Trudeau must pick his battles. In the NAFTA negotiations Canada and Mexico are resisting a U.S. demand for a "sunset clause," which would require re-approval of the accord every five years and thus discourage long-term investment. Trudeau canceled a meeting with Trump last month because the Americans made acceptance of a sunset clause a precondition. Trudeau is also defending NAFTA's dispute-settlement rules while trying to roll back the steel and aluminum tariffs and forestall new ones on vehicles.

But to stop investment and jobs from moving south, "Canada is going to have to make some concessions," said Laura Dawson, head of the Canada Institute at the Woodrow Wilson Center in Washington. Among them might be raising the threshold at which Canada taxes purchases of U.S. goods from $20 Canadian to around $1,000 Canadian, the American level. Canada might consent to more onerous conditions for a vehicle to be imported duty-free within NAFTA, including on wages and the amount of North American content.

To appease Trump, Trudeau may have to pamper farmers less, which is politically perilous. Canada's system of supply management, which sets limits on the production of dairy, poultry and eggs, has long irritated the United States (and should anger Canadians, who pay more for food than they need to). Canada subjects imports of those products beyond a ceiling to punishing tariffs (298 percent in the case of butter). Trump has been angry about this since he met Wisconsin dairy farmers last year.

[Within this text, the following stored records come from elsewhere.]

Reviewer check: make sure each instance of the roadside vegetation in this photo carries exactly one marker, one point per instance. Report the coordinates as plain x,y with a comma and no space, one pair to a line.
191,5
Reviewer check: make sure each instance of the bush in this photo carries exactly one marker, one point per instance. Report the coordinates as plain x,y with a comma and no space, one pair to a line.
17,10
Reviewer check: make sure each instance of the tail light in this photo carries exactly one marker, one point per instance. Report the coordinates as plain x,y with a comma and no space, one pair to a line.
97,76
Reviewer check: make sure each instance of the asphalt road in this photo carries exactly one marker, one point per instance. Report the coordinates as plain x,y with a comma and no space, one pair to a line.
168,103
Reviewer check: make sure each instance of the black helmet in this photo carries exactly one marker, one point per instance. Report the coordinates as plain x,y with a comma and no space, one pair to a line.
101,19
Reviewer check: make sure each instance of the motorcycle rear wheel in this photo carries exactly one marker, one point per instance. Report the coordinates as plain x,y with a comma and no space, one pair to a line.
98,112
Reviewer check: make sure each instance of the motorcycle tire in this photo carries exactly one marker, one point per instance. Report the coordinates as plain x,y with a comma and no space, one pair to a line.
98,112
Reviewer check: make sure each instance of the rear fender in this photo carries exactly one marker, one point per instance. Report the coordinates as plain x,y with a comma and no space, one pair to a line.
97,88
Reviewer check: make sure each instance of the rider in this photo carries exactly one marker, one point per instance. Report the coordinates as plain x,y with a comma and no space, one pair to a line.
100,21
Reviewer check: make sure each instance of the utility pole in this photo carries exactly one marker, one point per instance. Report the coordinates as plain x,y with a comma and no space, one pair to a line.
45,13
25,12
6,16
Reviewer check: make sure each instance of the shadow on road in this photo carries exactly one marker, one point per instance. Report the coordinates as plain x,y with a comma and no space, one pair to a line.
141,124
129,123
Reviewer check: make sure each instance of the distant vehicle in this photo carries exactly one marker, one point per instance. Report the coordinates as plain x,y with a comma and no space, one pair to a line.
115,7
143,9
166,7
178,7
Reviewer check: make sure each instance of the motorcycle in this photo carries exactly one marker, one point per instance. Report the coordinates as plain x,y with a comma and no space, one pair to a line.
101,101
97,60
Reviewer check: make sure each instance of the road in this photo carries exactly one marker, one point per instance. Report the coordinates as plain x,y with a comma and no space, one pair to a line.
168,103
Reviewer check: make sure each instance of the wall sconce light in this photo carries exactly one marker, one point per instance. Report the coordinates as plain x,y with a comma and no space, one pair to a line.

When he repudiated by tweet the agreement with other G-7 countries he blamed in part Canada's "massive tariffs" on U.S. farmers. Pierre Lampron, head of the Dairy Farmers of Canada, said Trump is trying to wipe out Canadian farmers.

'Going to hit us all'

Canada points out that U.S. farm subsidies almost match its own. So far, such arguments have not moved Trump. Trudeau has indicated that Canada has "flexibility" on dairy, the biggest of the protected sectors. In negotiations with other trade partners, it has offered a bit more access to those sectors and compensated farmers. Canadian negotiators have reportedly offered similar concessions to the United States, which said they were insufficient.

Marcel Laviolette, an egg producer near Ottawa, expects Canada to concede more. Although most of the discussion has been about dairy, he fears that poultry and egg producers will also lose protection. "If that train goes by, it's going to hit us all," he said.

Trump's aggression has inspired rare unity in Canada. The House of Commons unanimously passed a motion backing Trudeau's decision to retaliate against steel and aluminum tariffs. Doug Ford, a populist newly elected to be Ontario's premier, said he stands shoulder-to-shoulder with him in defending jobs in the province. If Trudeau picks a fight with farmers to save the economy, however, this moment of unity will soon pass.